Messages with lower numeric ID values have higher priority on the CAN network. All message ID's are given in Hexadecimal. To ensure the priority of specified commands, each command has its own range denoted by the letter in the hex numbers. Each command further has its own identifier number to indicate which node it is specified for or originating from.
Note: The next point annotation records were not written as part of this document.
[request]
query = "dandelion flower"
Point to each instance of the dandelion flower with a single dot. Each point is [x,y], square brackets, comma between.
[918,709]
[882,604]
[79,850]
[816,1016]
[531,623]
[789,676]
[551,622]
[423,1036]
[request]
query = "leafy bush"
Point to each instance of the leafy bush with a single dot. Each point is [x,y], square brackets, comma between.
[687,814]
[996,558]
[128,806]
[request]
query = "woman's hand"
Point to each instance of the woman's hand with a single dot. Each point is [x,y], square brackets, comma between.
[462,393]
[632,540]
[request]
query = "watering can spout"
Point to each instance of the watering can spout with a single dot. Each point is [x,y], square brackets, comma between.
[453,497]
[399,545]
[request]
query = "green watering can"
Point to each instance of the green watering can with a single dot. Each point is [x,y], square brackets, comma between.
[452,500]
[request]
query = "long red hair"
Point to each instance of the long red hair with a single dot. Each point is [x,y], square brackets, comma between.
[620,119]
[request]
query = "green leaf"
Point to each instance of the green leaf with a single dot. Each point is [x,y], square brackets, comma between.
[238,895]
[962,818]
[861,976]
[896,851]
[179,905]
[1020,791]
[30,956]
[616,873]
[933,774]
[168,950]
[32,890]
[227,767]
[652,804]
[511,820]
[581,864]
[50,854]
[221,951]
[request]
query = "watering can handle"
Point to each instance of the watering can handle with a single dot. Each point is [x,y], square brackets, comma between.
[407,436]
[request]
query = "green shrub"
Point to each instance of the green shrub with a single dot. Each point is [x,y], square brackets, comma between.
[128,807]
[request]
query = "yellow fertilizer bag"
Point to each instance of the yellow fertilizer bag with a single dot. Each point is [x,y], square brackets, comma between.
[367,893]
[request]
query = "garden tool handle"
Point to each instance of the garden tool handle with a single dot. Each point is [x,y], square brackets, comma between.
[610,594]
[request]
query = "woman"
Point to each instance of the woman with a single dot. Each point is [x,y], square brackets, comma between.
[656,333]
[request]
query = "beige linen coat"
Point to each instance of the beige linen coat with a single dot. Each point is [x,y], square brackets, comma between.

The OBC is the only communication point to the other nodes and does therefore not need an identifier number.
| Position/function on rover | Identifier number | ID's |
|---|---|---|
| electrical power supply | 0 | 0xXX0 |
| front_left wheel | 1 | 0xXX1 |
| rear_left wheel | 2 | 0xXX2 |
| rear_right wheel | 3 | 0xXX3 |
| front_right wheel | 4 | 0xXX4 |
| Message | ID's | Description | Sender | Receiver | Data length | Data division |
|---|---|---|---|---|---|---|
| powerCmd | 0x000 | Power switch command for all motors | OBC | EPS Node | 1 byte | motorPower [0,1] (byte 1) |
| errorWrn | 0x010 | Overcurrent warning for EPS current sensors | EPS Node | OBC | 5 bytes | errorSensor1 [0,1] (byte 1); errorSensorB [0,1] (byte 1); errorSensorFL [0,1] (byte 2); errorSensorRL [0,1] (byte 3); errorSensorRR [0,1] (byte 4); errorSensorFR [0,1] (byte 5) |
| currentWrn | 0x020 | Critical current warning for EPS current sensors (over 80 percent of max current); | EPS Node | OBC | 5 bytes | critSensor1 [0,1] (byte 1); critSensorB [0,1] (byte 1); critSensorFL [0,1] (byte 2); critSensorRL [0,1] (byte 3); critSensorRR [0,1] (byte 4); errorSensorFR [0,1] (byte 5) |
| powerFb | 0x030 | Motor power switch status feedback | EPS Node | OBC | 1 byte | motorPower [0,1] (byte 1) |
| currentFb | 0x0E0 | EPS current meassurement feedback/update | EPS Node | OBC | 8 bytes | sensorIdx [0,3] (bytes 1 to 4); current [0..2147483647] (bytes 5 to 8) |
| switchCmd | 0x0AX | Switch command for steering/driving motor power and initialisation for odometry publisher and zeroing steering encoders | OBC | Drive Node | 4 bytes | steerMode [0,1] (byte 1); driveMode [0,1] (byte 2); publisherMode [0,1] (byte 3); zeroEncoders [0,1] (byte 4) |
| orientationCmd | 0x0BX | Set orientation command | OBC | Drive Node | 4 bytes | set_orientation [-32768..32768] (bytes 1 to 2) |
| velocityCmd | 0x0CX | Set velocity command | OBC | Drive Node | 4 bytes | set_velocity [-32768..32768] (bytes 1 to 2) |
| locomotionFb | 0x0DX | Locomotion task feedback for reached orientation and velocity | Drive Node | OBC | 1 byte | task_completed_flag [0,1] (byte 1) |
| odometryFb | 0x0EX | Odometry feedback of encoder counts and revolutions for rover distance traveled as well as steering position and drive velocity in encoder pulses | Drive Node | OBC | 8 bytes | orientation [-32768..32768] (bytes 1 to 2); velocity [-32768..32768] (bytes 3 to 4); pulses [-32768..32768] (bytes 5 to 6); revolutions [-32768..32768] (bytes 7 to 8) |
The orientation and velocity are handled in pulses or pulses per second, respectively. They depend on the number of pulses per revolution for the encoders used (STEER_ENC_PPR, DRIVE_ENC_PPR).